Più specificamente, gli Stati legittimi garantiscono a tutti i loro cittadini più poveri un minimo di risorse, un reddito di base, quale che sia la sua forma, che li ponga al riparo dall’abiezione della miseria, e impediscono progressivamente ai più ricchi, attraverso l’instaurazione di un reddito massimo, di sprofondare nell’abiezione dell’estrema ricchezza oltrepassando un livello che vanificherebbe i princìpi di comune umanità e di comune socialità.

Considerazioni ecologiche:

L’Uomo non può ritenersi padrone e possessore della Natura, e ciò sulla base del presupposto che, lungi dall’opporvisi, deve trovare con essa, almeno metaforicamente, una relazione di dono/controdono. Per lasciare alle generazioni future un patrimonio naturale protetto, deve, dunque, restituire alla Natura quanto o più di quello che egli prende o riceve da lei.

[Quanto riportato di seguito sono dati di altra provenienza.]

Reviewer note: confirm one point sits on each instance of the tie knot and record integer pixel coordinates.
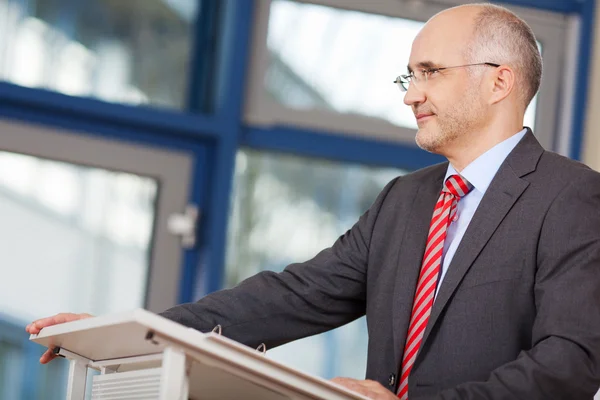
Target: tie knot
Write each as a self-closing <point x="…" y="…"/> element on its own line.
<point x="457" y="185"/>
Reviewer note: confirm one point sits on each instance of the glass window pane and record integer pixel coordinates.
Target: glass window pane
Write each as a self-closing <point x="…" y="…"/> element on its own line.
<point x="72" y="238"/>
<point x="286" y="209"/>
<point x="134" y="51"/>
<point x="339" y="60"/>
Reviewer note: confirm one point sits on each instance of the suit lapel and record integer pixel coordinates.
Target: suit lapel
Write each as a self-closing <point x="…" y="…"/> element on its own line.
<point x="505" y="189"/>
<point x="410" y="257"/>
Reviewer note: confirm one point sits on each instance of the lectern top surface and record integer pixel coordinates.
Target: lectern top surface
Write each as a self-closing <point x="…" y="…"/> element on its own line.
<point x="216" y="358"/>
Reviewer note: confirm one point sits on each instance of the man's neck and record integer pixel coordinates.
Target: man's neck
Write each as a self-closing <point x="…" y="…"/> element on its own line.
<point x="470" y="148"/>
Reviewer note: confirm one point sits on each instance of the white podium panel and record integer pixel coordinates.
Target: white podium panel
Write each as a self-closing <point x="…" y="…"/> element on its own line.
<point x="144" y="356"/>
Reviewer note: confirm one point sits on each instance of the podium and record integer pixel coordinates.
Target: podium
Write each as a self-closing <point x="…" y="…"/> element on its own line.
<point x="141" y="355"/>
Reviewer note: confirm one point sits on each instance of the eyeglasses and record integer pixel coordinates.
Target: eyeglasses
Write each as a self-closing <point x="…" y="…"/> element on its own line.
<point x="423" y="75"/>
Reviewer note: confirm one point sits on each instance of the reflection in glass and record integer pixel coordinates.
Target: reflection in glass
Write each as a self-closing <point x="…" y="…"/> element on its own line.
<point x="72" y="238"/>
<point x="133" y="52"/>
<point x="342" y="61"/>
<point x="285" y="210"/>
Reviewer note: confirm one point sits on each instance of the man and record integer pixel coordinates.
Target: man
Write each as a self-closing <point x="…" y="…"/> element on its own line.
<point x="480" y="278"/>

Considerazioni economiche:

Non esiste una correlazione accertata tra ricchezza monetaria o materiale da un lato e felicità o benessere dall’altro. La situazione ecologica del pianeta rende necessario ricercare tutte le forme possibili di una prosperità senza crescita. Perciò, è urgente, in una prospettiva di economia plurale, costruire un equilibrio tra Mercato, economia pubblica ed economia di tipo associazionistico (sociale e solidale), a seconda che i beni o i servizi da produrre siano individuali, collettivi o comuni.

Che fare ?

Non bisogna nascondersi che occorrerà affrontare potenze enormi e formidabili, sia finanziarie che materiali, tecniche, scientifiche, intellettuali, militari e criminali. Contro queste potenze colossali e spesso invisibili o non localizzabili, le tre armi principali saranno:

L’indignazione di fronte alla dismisura e alla corruzione, e la vergogna che è necessario far sentire a coloro che direttamente o indirettamente, in modo attivo o passivo, violano i princìpi di comune umanità e di comune socialità.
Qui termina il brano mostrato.